Thus the task at hand for the suddenly 12th-ranked Mountaineers. "You get over it real quick," Holgorsen said. "It was a good plane ride home, but then after that you settle in and get back to work."
With many more eyes on that job. No longer can WVU continue to operate outside the national consciousness, not after a 5-0 start and its latest defensive performance in holding among nation's statistically-elite offenses more than five touchdowns and 200 yards below the average. Indeed, it appears West Virginia has the magic for slowing Texas Tech, a formulaic blend of shrouded intentions and interchanged looks and pressures that creates doubt and hesitation in the mind of quarterbacks and coordinators alike. If Tony Gibson could patent it, he would, though Holgorsen said it isn't a secret at all.
"What we do defensively is hard for me to attack. It's why we do what we do," he said. "It's good against the spread. It seems like because we move people around so much there's 12 to 13 people out there. Only having three down linemen gives you more second level players you can move around and blitz people from different places and cover people as well. Gibby does a great job of getting those guys motivated and playing hard, being able to adjust and get lined up quickly against these uptempo offenses. TCU does the same stuff. It's another spread offense that has great talent with good quarterback play that can move the ball around. We gotta get lined up quick and disguise things and keep people off balance."
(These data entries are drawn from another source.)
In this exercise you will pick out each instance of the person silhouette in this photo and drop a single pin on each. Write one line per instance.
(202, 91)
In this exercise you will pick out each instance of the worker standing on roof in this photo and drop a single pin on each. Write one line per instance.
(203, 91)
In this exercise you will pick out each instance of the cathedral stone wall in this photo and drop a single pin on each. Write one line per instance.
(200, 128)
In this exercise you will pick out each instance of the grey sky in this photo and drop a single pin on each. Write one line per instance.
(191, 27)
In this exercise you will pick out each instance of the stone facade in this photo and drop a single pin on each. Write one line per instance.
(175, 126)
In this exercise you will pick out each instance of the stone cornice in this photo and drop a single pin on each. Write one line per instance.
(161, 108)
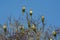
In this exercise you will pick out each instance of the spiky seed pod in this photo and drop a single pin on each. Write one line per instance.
(54, 33)
(22, 29)
(34, 27)
(30, 12)
(4, 27)
(23, 9)
(42, 19)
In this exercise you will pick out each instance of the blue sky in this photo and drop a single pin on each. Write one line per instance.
(49, 8)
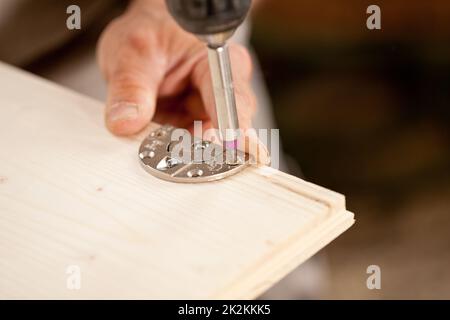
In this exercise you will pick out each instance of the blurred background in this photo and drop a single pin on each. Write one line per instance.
(365, 113)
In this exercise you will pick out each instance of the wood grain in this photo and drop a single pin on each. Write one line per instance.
(73, 194)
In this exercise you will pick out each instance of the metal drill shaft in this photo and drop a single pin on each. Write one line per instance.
(222, 81)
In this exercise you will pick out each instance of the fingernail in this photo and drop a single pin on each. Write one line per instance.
(122, 111)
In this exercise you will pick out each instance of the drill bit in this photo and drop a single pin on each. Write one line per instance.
(227, 118)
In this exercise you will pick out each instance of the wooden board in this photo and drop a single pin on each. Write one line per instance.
(72, 194)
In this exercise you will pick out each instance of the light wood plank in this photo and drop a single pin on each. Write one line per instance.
(73, 194)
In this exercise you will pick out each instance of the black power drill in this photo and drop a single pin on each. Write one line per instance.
(214, 21)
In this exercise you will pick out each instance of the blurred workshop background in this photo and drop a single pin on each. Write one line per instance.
(367, 113)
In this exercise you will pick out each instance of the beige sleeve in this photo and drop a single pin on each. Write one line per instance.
(30, 29)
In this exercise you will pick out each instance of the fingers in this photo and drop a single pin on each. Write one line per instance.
(133, 73)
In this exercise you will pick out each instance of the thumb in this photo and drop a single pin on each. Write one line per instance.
(131, 101)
West Virginia finished with a season-best four sacks against the Red Raiders, and put the handcuffs on an offense which had racked up an NCAA-best 544 passing yards per game while rolling nickels at 55 points per over the initial five outings. It will get a much more balanced attack in TCU, which is tied with Oklahoma for fourth in the Big 12 in scoring at 40.2 points per game. Quarterback Kenny Hill ranks just behind Tech's Patrick Mahomes in total offense and passing yardage and efficiency per game. The Horned Frogs also boast tailback Kyle Hicks, who averages 5.6 yards per carry and is nearing 500 yards this season.
Texas Christian is second in the league passing offense (362.5 ypg) and sixth in rushing (168.2), and are tied for fourth with Oklahoma State at 4-2 overall, 2-1 in the Big 12. The Frogs two losses have come at home against Arkansas in a 41-38 double overtime decision and versus Oklahoma in a tight 52-46 tussle. TCU beat West Virginia 40-10 last season, marking the last loss for the Mountaineers before they began their current 10-1 stretch. The 40 points are the most allowed in the last 10 regular season games by a defense that seems to be improving every game out, as Holgorsen affirmed in detailing how Gibson reloaded the unit despite heavy losses to injuries and the NFL.
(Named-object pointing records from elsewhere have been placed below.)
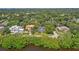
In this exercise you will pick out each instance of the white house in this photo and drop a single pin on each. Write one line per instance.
(16, 29)
(62, 28)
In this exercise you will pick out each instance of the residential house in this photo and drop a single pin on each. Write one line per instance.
(16, 29)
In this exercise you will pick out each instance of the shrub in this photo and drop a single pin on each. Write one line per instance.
(12, 41)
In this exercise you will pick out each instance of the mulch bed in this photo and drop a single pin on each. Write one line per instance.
(36, 48)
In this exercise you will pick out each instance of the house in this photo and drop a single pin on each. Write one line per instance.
(55, 35)
(62, 28)
(29, 28)
(2, 27)
(16, 29)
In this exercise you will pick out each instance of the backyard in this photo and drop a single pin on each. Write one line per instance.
(39, 29)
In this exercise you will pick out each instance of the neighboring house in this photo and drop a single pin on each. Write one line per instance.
(2, 27)
(29, 28)
(77, 20)
(16, 29)
(62, 28)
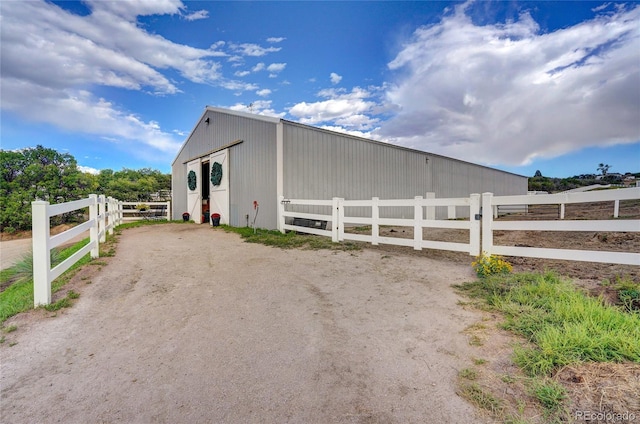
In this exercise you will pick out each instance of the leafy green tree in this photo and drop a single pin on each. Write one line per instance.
(603, 168)
(38, 173)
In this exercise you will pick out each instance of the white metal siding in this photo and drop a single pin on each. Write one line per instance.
(252, 164)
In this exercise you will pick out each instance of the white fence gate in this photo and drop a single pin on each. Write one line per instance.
(489, 225)
(479, 240)
(105, 213)
(423, 217)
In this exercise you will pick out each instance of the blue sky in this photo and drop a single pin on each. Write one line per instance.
(520, 86)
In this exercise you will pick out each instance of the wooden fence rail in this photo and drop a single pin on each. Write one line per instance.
(481, 232)
(104, 215)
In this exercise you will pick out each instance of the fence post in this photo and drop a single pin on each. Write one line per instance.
(93, 231)
(487, 219)
(41, 253)
(451, 212)
(340, 219)
(110, 215)
(335, 205)
(417, 223)
(431, 210)
(281, 214)
(375, 221)
(101, 218)
(474, 222)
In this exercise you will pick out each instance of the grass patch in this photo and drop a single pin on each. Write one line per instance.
(481, 398)
(468, 374)
(18, 297)
(551, 395)
(10, 329)
(290, 240)
(144, 223)
(564, 325)
(65, 302)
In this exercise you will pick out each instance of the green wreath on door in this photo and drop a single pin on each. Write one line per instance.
(192, 180)
(216, 173)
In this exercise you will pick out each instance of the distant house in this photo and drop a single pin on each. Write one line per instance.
(232, 159)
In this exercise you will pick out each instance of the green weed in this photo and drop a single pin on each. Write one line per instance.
(18, 297)
(551, 396)
(564, 325)
(469, 374)
(481, 398)
(290, 240)
(10, 329)
(486, 265)
(65, 302)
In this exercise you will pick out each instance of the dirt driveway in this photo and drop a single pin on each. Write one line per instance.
(188, 324)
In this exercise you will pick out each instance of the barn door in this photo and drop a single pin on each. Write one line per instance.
(194, 190)
(219, 180)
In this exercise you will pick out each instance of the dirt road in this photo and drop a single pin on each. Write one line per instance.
(188, 324)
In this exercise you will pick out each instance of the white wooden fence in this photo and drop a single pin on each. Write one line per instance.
(130, 211)
(479, 240)
(423, 217)
(104, 215)
(489, 225)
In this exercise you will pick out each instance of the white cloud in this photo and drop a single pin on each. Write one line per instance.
(276, 67)
(52, 59)
(197, 15)
(88, 170)
(506, 93)
(264, 92)
(250, 49)
(133, 8)
(258, 107)
(350, 109)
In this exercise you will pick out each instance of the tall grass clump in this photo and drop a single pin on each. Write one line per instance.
(18, 297)
(564, 325)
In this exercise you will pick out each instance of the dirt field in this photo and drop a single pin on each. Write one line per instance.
(188, 324)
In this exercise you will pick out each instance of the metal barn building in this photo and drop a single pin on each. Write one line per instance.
(260, 158)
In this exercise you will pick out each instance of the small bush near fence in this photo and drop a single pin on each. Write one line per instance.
(486, 265)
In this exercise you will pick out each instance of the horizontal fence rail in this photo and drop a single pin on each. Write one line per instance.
(481, 226)
(105, 214)
(489, 225)
(136, 211)
(423, 217)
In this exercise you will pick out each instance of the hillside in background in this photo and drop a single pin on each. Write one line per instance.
(555, 185)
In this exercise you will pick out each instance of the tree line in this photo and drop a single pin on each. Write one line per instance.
(45, 174)
(553, 185)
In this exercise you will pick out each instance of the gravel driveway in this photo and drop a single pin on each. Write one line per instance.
(188, 324)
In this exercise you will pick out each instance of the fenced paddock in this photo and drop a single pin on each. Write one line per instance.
(104, 215)
(614, 197)
(338, 213)
(156, 210)
(423, 212)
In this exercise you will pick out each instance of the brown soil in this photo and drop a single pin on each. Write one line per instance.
(190, 324)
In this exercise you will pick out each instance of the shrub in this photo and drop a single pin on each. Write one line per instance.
(486, 265)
"We have done a good job recruiting here recently, in getting key components in grad transfers, four year transfers, junior college transfers, to step in and be effective," Holgorsen said. "It's hard in this league to replace guys like we replaced last year, NFL guys, and lose the best player in Dravon Henry before the season. You have to have depth, gotta have a two-deep with guys who are veterans and who have played ball and who physically can hold up. We've got older, experienced guys and when one guy goes down, you are replacing him with a body that can go in there and play ball."
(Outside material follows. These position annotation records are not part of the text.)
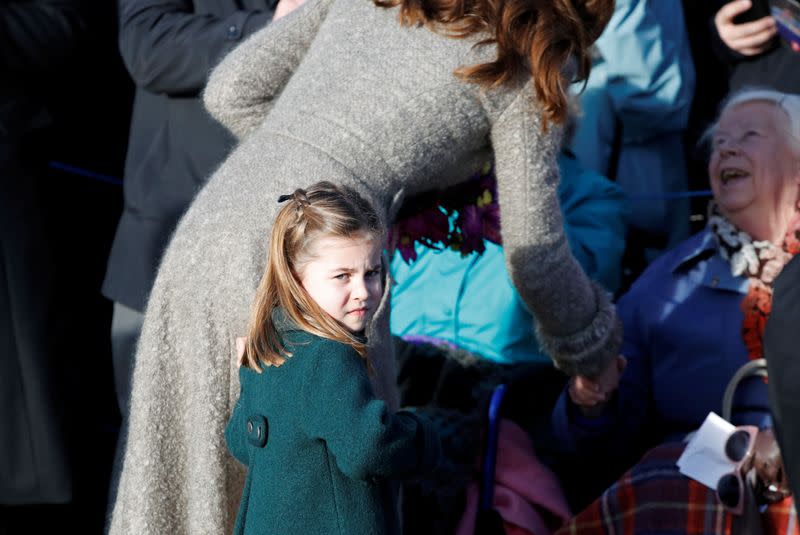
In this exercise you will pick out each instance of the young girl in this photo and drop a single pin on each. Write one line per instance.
(320, 448)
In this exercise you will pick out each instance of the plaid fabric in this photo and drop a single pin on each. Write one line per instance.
(654, 498)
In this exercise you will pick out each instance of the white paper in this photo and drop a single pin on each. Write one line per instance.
(704, 458)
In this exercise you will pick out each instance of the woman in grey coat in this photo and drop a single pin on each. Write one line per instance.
(340, 90)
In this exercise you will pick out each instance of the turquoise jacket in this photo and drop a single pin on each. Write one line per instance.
(640, 89)
(319, 447)
(471, 302)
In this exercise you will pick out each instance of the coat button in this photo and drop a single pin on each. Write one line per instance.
(257, 430)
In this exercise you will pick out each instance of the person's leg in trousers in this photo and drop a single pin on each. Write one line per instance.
(126, 326)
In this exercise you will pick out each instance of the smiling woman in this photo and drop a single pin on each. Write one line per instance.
(755, 162)
(694, 318)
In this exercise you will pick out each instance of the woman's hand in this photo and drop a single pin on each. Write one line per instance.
(591, 394)
(285, 7)
(749, 38)
(768, 463)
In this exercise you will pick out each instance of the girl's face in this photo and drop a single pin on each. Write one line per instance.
(344, 278)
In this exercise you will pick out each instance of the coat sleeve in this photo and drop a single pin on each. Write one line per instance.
(576, 322)
(242, 89)
(364, 437)
(37, 36)
(170, 49)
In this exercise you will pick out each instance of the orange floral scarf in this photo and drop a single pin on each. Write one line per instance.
(761, 262)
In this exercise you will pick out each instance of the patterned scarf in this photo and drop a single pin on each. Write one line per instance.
(761, 262)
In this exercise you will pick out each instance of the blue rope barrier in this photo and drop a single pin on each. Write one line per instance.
(83, 172)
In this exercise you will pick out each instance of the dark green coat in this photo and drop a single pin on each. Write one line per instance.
(320, 447)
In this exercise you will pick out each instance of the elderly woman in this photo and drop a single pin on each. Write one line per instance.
(693, 318)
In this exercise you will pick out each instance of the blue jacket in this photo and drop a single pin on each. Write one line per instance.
(683, 344)
(642, 83)
(471, 302)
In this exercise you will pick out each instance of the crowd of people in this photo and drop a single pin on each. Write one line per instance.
(344, 223)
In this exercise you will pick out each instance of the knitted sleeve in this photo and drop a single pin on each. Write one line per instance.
(243, 87)
(575, 320)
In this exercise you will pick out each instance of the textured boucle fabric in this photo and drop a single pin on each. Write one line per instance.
(340, 91)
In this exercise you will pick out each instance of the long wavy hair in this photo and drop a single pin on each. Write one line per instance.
(324, 210)
(531, 36)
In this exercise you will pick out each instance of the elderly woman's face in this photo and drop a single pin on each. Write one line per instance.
(752, 166)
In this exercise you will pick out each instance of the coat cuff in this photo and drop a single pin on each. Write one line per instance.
(588, 351)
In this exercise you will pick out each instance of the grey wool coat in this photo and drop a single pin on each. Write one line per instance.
(340, 91)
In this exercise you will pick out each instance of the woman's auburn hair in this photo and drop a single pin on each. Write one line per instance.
(324, 210)
(532, 36)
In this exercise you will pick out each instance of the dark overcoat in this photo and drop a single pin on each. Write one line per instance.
(37, 39)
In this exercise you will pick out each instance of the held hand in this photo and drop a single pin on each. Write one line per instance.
(768, 463)
(749, 38)
(591, 394)
(285, 7)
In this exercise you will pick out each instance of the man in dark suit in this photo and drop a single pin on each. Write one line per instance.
(782, 351)
(169, 48)
(38, 39)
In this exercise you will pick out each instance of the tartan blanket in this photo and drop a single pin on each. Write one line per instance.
(653, 497)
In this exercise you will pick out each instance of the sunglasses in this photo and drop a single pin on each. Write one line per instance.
(738, 449)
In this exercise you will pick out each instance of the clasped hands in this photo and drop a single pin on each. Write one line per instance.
(590, 394)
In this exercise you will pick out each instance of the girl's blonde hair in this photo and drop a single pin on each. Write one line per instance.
(324, 210)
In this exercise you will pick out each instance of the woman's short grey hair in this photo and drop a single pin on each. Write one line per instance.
(789, 103)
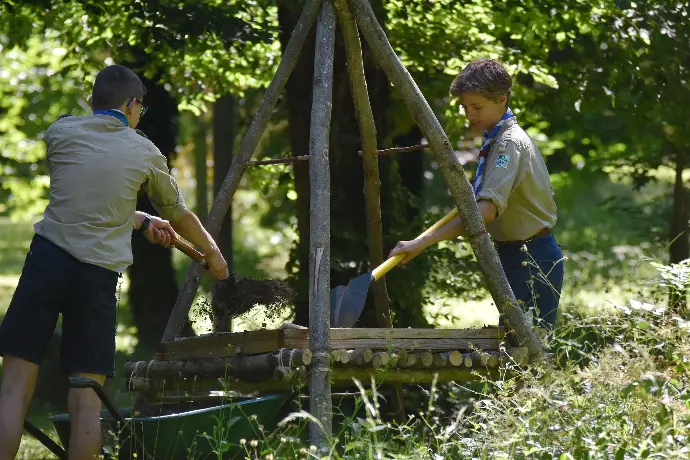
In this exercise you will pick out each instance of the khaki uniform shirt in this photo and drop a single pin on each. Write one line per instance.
(97, 167)
(517, 182)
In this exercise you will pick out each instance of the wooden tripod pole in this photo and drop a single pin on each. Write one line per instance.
(320, 404)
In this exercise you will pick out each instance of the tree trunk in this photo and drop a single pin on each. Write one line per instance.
(680, 245)
(153, 288)
(348, 217)
(224, 125)
(200, 155)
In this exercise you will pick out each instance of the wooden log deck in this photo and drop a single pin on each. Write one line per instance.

Notes: When teams begin winning, even the questions seem to have more of a sheen to them. Holgorsen was asked if food tastes better when winning - it apparently does - and was then tossed this perhaps over-due query:
"Dana, the cameras caught you chugging a Red Bull on the sidelines. Has anyone ever contacted you about a Red Bull endorsement?"
"I'm really happy with Coca-Cola," Holgorsen said, toeing the company line. "They are a huge sponsor of WVU. (The cameras) caught me in a weak moment. After that, I went back to drinking the Coke and Dasani that I normally do."